We’ve romanticized resilience in HR far too long. We celebrate being the “go to” person without realizing the toll it takes to always be available. Availability, in itself, has become a trap. You’re so easy to reach, you become easy to ignore. And the more you're skipped over, the more you start shrinking, not your work, not your output, but your voice.
The HR tech stack has evolved. We’ve got engagement tools, pulse surveys, dashboards that tell us who’s disengaged. But what about the HRs themselves? Who asks us how we feel when our only connection with the team becomes transactional? When every invite that vanishes chips away at our belief that we matter too?
It’s a strange place to be, known by everyone but deeply connected to no one. You know the birthdays, the anniversaries, the pet’s name, the son’s exam schedule. But when you cancel a meeting because you’re unwell, no one asks if you’re okay. The calendar just breathes a little easier.
This isn’t a plea for sympathy. It’s a mirror. For every HR who has stared at an empty slot and still followed up with, “Happy to reschedule,” we see you. For every People Ops professional who has watched their carefully curated one on ones turn into one off check ins, your effort wasn’t wasted. The impact of your consistency may not show in KPIs, but it echoes in culture.
But maybe, it’s also time we reframe this quiet erosion. Maybe, as HRs, we need to stop waiting for validation in the form of attended meetings. Maybe we start reclaiming that time. Not with bitterness, but with clarity. A cancelled invite can be a nudge to check in with yourself instead of someone else. It can be space to write that policy you’ve been postponing. Or to simply do nothing. Yes, nothing because holding space for others shouldn’t cost you your own.
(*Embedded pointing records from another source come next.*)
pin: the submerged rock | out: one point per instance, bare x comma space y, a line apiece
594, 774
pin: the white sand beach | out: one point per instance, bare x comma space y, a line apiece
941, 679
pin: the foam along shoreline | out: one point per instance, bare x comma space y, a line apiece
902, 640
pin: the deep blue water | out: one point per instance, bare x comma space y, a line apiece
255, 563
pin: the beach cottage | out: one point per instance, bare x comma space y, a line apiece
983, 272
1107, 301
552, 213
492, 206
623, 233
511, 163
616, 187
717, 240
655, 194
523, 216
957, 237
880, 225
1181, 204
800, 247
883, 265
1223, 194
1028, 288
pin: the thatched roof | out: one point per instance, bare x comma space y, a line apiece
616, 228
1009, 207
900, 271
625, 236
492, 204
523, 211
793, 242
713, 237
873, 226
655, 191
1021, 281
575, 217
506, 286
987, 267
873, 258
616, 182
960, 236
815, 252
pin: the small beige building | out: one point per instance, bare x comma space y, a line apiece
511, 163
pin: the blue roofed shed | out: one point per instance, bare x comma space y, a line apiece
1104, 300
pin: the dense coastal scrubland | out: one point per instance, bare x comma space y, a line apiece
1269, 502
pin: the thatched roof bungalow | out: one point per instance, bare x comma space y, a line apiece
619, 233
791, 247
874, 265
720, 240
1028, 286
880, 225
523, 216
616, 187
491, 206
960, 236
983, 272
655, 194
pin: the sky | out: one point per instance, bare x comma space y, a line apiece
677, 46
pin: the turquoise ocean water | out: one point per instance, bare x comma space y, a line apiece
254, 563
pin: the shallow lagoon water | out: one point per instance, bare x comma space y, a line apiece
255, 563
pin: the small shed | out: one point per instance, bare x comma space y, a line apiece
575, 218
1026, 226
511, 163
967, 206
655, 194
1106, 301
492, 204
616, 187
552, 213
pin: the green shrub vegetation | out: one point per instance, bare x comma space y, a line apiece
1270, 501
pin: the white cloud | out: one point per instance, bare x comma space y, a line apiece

Maybe we need to stop being too available. To honour our own time as much as we honour everyone else's. To say, “No worries,” a little less and “This time was blocked for something important” a little more. Because it was. It was blocked for human connection, for emotional health, for culture building that doesn’t come with a deadline.
So yes, my calendar looks like a graveyard some weeks. But maybe I’m done grieving. Maybe those grey boxes are not just reminders of missed conversations maybe they’re now boundaries I’ll protect. Because being available doesn’t mean being invisible. And showing up for others starts with showing up for yourself. And to every HR professional quietly staring at another “Declined” notification you are not alone. And you are not optional.